Jonathan M Davis <newsgroup.d jmdavisprog.com> writes:

On Monday, January 7, 2019 3:27:15 PM MST Neia Neutuladh via Digitalmars-d 
wrote:
 On Mon, 07 Jan 2019 14:53:50 -0700, Jonathan M Davis wrote:
 Given that sort of situation, I don't see how we can have the
 GC accurately track whether objects are thread-local or shared. Casting
 is just too blunt an instrument and allows too much.

 This is exactly the situation I brought up in the post you're replying to.
 I explained what the solution is in the post you just replied to. That
 was in fact the entire point of that post.

Well, then I clearly read over it way too quickly.

 It requires a number of careful steps. It's not automatic. It's *mostly*
 automatic, and you can wrap the rest in a library. But it's expensive and
 it makes it easy to write incorrect code.

 To review:

 When you cast to shared, the thread-local GC pins the thing as shared. It
 also finds every bit of its memory that you can reach from that object,
 the same way as if it were doing a mark/sweep collection, and *that* is
 also pinned as shared.

 When you are modifying an object that's had shared cast away, you need to
 tell the GC not to run, or you need to pin objects-that-will-become-shared
 temporarily (for instance, by keeping local references to them).

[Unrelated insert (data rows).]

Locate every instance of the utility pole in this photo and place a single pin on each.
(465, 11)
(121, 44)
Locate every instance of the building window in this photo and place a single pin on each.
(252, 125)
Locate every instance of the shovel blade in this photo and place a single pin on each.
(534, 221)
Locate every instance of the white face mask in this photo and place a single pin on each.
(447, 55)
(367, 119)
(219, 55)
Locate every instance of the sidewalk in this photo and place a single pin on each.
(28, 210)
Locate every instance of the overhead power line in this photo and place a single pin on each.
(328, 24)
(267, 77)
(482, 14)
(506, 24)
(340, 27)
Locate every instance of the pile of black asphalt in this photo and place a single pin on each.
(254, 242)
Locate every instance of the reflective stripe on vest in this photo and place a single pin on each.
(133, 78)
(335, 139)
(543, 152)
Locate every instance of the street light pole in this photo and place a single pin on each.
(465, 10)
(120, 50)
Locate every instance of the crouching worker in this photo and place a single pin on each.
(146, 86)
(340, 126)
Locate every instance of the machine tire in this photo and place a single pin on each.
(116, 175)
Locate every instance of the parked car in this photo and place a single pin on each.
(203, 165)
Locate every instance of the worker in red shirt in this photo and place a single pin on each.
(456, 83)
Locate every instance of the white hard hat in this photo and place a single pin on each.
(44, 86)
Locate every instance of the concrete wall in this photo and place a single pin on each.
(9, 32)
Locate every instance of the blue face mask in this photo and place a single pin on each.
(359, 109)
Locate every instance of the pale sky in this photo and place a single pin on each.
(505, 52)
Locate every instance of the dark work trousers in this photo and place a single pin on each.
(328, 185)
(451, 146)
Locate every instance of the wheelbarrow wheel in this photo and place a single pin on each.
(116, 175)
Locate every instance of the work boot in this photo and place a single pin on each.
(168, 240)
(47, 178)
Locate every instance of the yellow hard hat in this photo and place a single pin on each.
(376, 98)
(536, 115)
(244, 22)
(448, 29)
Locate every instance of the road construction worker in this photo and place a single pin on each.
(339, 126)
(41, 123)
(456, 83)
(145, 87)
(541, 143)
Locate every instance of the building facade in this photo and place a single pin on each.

 When you are done modifying an object that's had shared cast away, you
 need to cast it back to shared.

 This is not a good solution, so D isn't getting a thread-local GC that
 eliminates stop-the-world unless someone else comes up with a cleverer
 solution. On the other hand, it doesn't have a cost for casting away
 shared as such; casting shared(T) to const(T) is totally free.

Yeah, such a solution wouldn't fly. Basically, you're talking about having
to have a way to tell the GC that you're moving stuff between threads, and
that would be so error prone that it's not even funny. It's already
problematic enough to get code that deals with sharing data across threads
right as it is.

If we could solve the forking problem on Windows so that we could actually
have a cross-platform concurrent GC like the Linux one that Sociomantic has
used, then that would likely give similar benefits (if not better) without
having to muck with the type system. I forget exactly what the
stop-the-world pause times were, but they were pretty low. If a thread
really couldn't afford to be stopped at all, it would still need to be
separate from the GC, just like now, but that would be true of a solution
that involved thread-local heaps as well.

In any case, it's issues like these which definitely make it much harder to
drastically improve D's GC. We have much worse constraints to work under
than languages like Java, and we don't have the same kind of manpower trying
to improve the situation. But at least D is set up in a way that works quite
well with minimizing heap allocations - especially with the idioms that are
typical in idiomatic D.

- Jonathan M Davis

Jan 07 2019

Paulo Pinto <pjmlp progtools.org> writes:

On Tuesday, 8 January 2019 at 04:34:11 UTC, Jonathan M Davis 
wrote:
 On Monday, January 7, 2019 3:27:15 PM MST Neia Neutuladh via 
 Digitalmars-d wrote:
 On Mon, 07 Jan 2019 14:53:50 -0700, Jonathan M Davis wrote:
 Given that sort of situation, I don't see how we can have the
 GC accurately track whether objects are thread-local or 
 shared. Casting
 is just too blunt an instrument and allows too much.

 This is exactly the situation I brought up in the post you're 
 replying to. I explained what the solution is in the post you 
 just replied to. That was in fact the entire point of that 
 post.

 Well, then I clearly read over it way too quickly.

 It requires a number of careful steps. It's not automatic. 
 It's *mostly* automatic, and you can wrap the rest in a 
 library. But it's expensive and it makes it easy to write 
 incorrect code.

 To review:

 When you cast to shared, the thread-local GC pins the thing as 
 shared. It also finds every bit of its memory that you can 
 reach from that object, the same way as if it were doing a 
 mark/sweep collection, and *that* is also pinned as shared.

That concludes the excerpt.